Some energy companies still have access to the US high-yield market despite concerns that the dip in oil prices to around US$40 a barrel could create more stress in the troubled sector.
Bankers who have been talking regularly to energy firms said at least a dozen companies are in a position to raise debt to
refinance bank loans or existing bonds in coming months.
One banker said the next primary deal in the sector could come as soon as next week if conditions remain supportive.
Investors have generally been amenable to buying bonds from credits that diligently repaired their balance sheets over the past several months and are now on firmer grounds to withstand lower prices.
A tightening of credit spreads amid a global hunt for yield has also helped support bond prices in the energy sector, especially for low-cost producers and midstream companies.
As US crude plunged by 20% from its June highs, the average yield on junk-rated
energy bonds has hovered around 9.5% - a far cry from the 12.5% seen in April, when oil was last around the current US$41 a barrel.
Extraction Oil & Gas in July became the second exploration and production company to price an unsecured bond this year, upsizing the five-year issue to US$550m from the US$500m initially targeted.
The Denver-based producer will use proceeds from the deal - which was priced to yield 7.875%, inside talk of 8% area - to refinance second-lien debt as it prepares to go public.

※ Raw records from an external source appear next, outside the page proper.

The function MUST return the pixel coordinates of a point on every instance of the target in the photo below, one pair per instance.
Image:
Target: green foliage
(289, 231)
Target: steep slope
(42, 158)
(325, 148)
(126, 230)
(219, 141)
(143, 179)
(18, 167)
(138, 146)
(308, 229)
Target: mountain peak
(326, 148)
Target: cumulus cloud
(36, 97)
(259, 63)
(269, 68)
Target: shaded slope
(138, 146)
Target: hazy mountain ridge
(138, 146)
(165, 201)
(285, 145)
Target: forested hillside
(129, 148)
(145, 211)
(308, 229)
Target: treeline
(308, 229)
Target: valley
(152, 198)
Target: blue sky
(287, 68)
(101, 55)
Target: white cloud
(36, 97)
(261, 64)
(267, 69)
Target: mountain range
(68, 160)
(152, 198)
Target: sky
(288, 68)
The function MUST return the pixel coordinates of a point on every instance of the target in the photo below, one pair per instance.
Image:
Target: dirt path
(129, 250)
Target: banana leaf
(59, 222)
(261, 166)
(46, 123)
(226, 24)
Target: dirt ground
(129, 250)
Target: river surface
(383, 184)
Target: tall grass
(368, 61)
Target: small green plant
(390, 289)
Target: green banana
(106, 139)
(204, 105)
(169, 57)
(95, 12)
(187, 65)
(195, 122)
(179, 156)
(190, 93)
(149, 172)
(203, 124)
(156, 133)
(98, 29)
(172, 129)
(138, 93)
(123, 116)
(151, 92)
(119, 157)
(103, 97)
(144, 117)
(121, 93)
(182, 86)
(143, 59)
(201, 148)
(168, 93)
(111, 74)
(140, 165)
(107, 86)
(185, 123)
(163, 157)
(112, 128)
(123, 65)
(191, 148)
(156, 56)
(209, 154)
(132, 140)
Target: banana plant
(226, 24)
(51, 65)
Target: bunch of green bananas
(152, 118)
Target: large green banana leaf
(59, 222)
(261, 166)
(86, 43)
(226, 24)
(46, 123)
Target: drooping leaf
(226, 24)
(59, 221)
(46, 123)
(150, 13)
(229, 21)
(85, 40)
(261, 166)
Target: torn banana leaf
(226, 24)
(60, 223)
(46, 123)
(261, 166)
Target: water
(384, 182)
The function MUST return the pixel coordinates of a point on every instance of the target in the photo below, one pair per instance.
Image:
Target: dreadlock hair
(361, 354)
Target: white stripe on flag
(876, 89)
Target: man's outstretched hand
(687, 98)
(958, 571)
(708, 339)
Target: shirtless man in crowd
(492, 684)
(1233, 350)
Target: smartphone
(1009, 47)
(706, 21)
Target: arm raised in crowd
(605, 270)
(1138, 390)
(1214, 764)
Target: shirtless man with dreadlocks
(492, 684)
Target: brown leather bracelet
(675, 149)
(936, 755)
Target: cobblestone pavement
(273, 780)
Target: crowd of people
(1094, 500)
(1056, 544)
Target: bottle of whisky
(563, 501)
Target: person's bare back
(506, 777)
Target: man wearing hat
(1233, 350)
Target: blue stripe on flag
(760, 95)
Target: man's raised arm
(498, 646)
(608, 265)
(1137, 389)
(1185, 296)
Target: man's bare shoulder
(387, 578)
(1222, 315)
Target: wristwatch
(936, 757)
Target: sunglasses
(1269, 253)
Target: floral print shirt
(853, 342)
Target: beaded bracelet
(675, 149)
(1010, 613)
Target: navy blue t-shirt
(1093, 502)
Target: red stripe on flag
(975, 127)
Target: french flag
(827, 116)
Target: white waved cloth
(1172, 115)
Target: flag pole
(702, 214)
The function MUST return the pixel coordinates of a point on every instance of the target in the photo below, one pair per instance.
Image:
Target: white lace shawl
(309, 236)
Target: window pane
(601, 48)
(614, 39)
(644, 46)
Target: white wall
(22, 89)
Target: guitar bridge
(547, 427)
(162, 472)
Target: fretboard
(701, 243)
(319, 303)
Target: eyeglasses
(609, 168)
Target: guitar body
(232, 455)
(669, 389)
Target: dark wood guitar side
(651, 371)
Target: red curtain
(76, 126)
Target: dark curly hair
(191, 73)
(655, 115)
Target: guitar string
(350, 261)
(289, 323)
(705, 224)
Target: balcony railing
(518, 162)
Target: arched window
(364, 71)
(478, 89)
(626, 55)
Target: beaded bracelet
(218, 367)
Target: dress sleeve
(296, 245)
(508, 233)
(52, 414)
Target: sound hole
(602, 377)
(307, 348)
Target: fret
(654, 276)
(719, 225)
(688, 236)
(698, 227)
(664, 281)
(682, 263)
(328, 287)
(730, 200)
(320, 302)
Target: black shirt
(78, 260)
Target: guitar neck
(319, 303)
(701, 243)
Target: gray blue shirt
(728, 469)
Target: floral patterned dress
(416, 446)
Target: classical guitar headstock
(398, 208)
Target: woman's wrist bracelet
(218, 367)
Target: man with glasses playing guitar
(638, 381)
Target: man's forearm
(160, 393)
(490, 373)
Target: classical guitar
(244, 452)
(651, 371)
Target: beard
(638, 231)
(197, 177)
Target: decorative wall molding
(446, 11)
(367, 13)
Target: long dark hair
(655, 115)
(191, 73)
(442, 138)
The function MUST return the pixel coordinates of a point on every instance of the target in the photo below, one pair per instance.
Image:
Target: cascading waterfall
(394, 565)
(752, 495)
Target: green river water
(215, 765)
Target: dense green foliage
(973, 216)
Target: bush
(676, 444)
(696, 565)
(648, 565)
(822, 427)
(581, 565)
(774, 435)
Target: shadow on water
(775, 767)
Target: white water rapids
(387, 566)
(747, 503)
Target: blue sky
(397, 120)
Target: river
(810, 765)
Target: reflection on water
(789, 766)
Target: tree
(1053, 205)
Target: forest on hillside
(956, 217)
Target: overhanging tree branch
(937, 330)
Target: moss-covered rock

Credits similar to Extraction - privately held companies with expensive bank debt considering an IPO - as well as good quality credits with high-coupon bonds outstanding are all seen as potential candidates to tap the market.
Some of the companies that could easily tap bond investors are independent oil and gas producers in the sought-after Permian basin such as Diamondback Energy, RSP Permian and Concho Resources.
"If you have outstanding bonds that are yielding less than 7.5%, you have access to market," said the banker.
Concho could be an obvious candidate for refinancing as its US$600m 2021s carry a coupon of 7% but trade at a much tighter yield - around 5.7%.
"It's not something they have to do, but trades like that make sense," said the banker.
Limited
Outside of refinancing attempts, however, opportunities for new debt offerings appear limited.
Wary of adding leverage to their business, a number of independent producers have recently opted to finance asset purchases with equity rather than debt.
In spite of its strong credentials in the bond market, Diamondback raised US$490m in equity in July to buy new acreage in the
Delaware basin.
And investors still have sufficient appetite for equity as many see it as an opportunity to capture additional gains if oil prices ultimately recover.
Nonetheless, some of the companies that were preparing to tap the market over the summer after posting their quarterly earnings may ultimately decide to wait if oil prices don't recover from current levels.
"Even if they don't work at US$40, companies that make up the bulk of the (high-yield energy) index have long liquidity runways," said James Spicer, an analyst at Wells Fargo Securities.
"A lot of them have repaired their balance sheets over the past few months and can afford to wait and be opportunistic."